Editorial: It was 2012, now it’s 2013

Kingston Times Editor Dan Barton.

Kingston Times Editor Dan Barton.

When Kingstonians of the future look back on 2012, they’ll see a reasonably momentous year in the city’s history. It’s too soon to tell whether it was The Year Everything Changed for this fair city, but even from the perspective offered by the very brief interim of 17 or so hours, a lot of stuff with far-reaching effects went down.

In the municipal arena, Kingston welcomed a new boss, who made it immediately known that he was not like the old boss. One could liken it to the new sheriff riding into town or a SEAL team dropping in from a helicopter (both alternative ideas for last week’s cover illustration, by the way), but whichever metaphor you choose, Shayne Gallo has brought a new level of accountability and scrutiny to the city’s affairs — exactly what the people wanted from him. One of the keys to good leadership is the effective delegation of authority; while at least one of Gallo’s appointments didn’t work out as hoped, Jen Fuentes and Gregg Swanzey have done excellent work for the people. Jillian Fisher has downright revolutionized how the city gets the word out of its good things to the media and the people. (And say what you want about Jeremy Blaber, but unlike his beloved Dallas Cowboys, he gets the job done and brings in far more to the city’s coffers than what he gets paid.) Also pivotal was the appointment of Egidio Tinti (one thing Jim Sottile deserves ample credit for) as chief of police. Tinti has brought a heightened professionalism, modern thinking and dramatically improved communication to a department which started the year still smarting from and under the shadow of the Tim Matthews debacle. Crime still happens in Kingston. Of course it does. But Kingston’s in a lot better shape than either Poughkeepsie or Newburgh at this point and if you’re going to knock the cops when bad guys do bad things, you have to give the police some love when fewer bad things get done.

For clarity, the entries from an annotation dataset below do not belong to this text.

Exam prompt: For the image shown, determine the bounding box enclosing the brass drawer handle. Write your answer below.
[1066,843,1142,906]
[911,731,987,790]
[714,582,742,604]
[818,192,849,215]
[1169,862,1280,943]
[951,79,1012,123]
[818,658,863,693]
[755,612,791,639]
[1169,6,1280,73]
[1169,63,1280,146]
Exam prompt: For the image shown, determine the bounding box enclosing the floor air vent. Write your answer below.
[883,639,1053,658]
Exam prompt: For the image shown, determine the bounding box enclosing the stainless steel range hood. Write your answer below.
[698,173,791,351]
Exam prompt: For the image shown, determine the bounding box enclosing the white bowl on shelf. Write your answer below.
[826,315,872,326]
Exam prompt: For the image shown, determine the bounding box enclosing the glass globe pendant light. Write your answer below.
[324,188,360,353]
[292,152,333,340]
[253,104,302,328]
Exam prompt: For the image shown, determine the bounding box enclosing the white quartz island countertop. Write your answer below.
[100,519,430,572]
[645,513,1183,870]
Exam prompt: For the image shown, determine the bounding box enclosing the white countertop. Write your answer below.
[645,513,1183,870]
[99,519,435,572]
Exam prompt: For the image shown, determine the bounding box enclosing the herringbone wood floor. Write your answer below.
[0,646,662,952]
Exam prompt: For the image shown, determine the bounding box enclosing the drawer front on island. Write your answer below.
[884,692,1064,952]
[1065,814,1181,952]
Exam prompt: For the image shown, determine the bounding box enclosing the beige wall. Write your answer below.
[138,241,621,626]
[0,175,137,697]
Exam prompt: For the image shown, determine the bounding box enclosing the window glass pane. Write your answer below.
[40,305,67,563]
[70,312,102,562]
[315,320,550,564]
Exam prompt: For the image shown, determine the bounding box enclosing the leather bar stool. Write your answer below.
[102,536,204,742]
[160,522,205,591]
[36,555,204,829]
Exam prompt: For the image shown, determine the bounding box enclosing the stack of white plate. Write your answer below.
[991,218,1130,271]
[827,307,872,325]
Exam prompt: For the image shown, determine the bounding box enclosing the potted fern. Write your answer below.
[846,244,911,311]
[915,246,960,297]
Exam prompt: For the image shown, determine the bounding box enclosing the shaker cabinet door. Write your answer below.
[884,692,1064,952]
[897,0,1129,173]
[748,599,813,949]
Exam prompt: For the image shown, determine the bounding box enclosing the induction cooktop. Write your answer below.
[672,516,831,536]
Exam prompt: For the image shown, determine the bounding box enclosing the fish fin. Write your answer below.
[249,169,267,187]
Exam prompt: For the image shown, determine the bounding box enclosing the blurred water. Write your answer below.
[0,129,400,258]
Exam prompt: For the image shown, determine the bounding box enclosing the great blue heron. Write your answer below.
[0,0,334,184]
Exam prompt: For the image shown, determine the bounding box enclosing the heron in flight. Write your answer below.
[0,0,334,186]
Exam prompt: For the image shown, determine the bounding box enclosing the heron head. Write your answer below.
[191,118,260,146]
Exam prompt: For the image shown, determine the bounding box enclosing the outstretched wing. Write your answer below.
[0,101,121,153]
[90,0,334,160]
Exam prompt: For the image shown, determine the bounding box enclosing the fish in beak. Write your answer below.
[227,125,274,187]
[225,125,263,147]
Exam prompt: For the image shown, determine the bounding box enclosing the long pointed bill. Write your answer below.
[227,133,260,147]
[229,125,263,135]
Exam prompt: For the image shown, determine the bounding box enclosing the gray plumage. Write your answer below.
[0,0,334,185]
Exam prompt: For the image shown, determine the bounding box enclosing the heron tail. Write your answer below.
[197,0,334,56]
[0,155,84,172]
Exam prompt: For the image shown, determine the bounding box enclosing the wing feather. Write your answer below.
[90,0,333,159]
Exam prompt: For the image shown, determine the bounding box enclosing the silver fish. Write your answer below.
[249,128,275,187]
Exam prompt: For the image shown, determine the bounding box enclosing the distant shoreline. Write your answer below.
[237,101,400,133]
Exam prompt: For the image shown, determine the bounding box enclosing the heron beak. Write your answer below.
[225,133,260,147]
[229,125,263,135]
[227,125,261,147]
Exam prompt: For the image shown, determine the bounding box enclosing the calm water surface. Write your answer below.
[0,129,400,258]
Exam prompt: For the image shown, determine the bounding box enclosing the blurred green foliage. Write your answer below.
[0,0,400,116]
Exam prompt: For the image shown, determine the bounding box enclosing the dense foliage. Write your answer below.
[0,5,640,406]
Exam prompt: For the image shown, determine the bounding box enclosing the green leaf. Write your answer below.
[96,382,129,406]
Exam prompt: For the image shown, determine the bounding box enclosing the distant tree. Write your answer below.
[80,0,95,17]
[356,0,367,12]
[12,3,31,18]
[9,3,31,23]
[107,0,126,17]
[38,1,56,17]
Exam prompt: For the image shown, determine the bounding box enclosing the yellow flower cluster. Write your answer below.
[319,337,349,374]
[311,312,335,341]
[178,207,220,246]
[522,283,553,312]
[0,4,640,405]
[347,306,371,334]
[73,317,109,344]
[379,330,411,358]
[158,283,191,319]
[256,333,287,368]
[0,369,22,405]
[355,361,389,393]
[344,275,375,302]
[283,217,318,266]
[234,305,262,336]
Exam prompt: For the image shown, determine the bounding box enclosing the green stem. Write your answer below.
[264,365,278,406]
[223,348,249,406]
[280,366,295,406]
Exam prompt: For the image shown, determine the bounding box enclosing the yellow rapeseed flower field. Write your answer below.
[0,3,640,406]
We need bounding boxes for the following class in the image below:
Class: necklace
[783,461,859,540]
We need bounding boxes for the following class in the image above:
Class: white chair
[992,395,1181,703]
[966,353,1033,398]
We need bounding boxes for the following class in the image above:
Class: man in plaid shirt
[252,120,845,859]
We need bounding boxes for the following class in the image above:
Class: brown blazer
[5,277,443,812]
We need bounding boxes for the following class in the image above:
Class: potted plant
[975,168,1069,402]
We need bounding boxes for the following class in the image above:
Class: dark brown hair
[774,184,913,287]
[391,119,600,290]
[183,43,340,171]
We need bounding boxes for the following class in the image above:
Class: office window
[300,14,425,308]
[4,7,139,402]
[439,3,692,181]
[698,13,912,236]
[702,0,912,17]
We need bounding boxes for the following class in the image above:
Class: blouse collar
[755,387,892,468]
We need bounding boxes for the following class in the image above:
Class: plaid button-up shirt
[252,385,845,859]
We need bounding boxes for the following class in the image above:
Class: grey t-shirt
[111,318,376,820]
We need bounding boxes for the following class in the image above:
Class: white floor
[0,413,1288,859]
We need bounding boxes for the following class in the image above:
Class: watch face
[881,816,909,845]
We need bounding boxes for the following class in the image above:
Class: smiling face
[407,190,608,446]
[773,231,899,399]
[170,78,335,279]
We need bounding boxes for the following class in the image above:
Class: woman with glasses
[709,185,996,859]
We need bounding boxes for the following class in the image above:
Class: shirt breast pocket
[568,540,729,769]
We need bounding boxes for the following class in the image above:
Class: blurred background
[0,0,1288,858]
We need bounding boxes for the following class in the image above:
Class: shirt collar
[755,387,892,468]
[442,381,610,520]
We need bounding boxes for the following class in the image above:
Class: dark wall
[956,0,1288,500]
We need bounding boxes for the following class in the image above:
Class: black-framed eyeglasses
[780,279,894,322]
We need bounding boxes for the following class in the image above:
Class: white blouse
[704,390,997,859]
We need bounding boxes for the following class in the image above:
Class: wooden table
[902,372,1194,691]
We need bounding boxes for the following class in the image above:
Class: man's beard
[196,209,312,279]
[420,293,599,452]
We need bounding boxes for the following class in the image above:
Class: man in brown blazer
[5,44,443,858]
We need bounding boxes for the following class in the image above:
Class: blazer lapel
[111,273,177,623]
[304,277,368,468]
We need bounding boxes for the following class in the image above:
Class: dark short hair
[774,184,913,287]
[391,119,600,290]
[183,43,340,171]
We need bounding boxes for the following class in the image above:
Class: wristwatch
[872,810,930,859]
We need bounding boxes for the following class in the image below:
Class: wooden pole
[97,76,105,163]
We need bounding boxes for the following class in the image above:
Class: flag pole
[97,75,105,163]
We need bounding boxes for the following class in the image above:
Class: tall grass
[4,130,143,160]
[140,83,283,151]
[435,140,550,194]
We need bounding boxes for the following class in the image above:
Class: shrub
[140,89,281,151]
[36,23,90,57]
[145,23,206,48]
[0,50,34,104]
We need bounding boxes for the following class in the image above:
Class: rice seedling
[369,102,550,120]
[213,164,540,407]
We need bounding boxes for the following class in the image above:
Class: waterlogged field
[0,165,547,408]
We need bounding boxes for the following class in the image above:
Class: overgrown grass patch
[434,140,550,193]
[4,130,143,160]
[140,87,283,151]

Gallo and his team will have their work cut out for them in 2013 — there are contract talks, the never-ending budget squeeze, untangling leftover messes and having to deal with the unexpected and unpredictable. I’d be remiss if we did not give a mention to the Common Council, led by Tom Hoffay, which made valuable contributions to the process and served as an admirable counterbalance to executive power, just as a legislative body should under our American form of government. No one knows what the future brings, but Kingstonians should feel that they’ve been served well in 2012 by its elected officials.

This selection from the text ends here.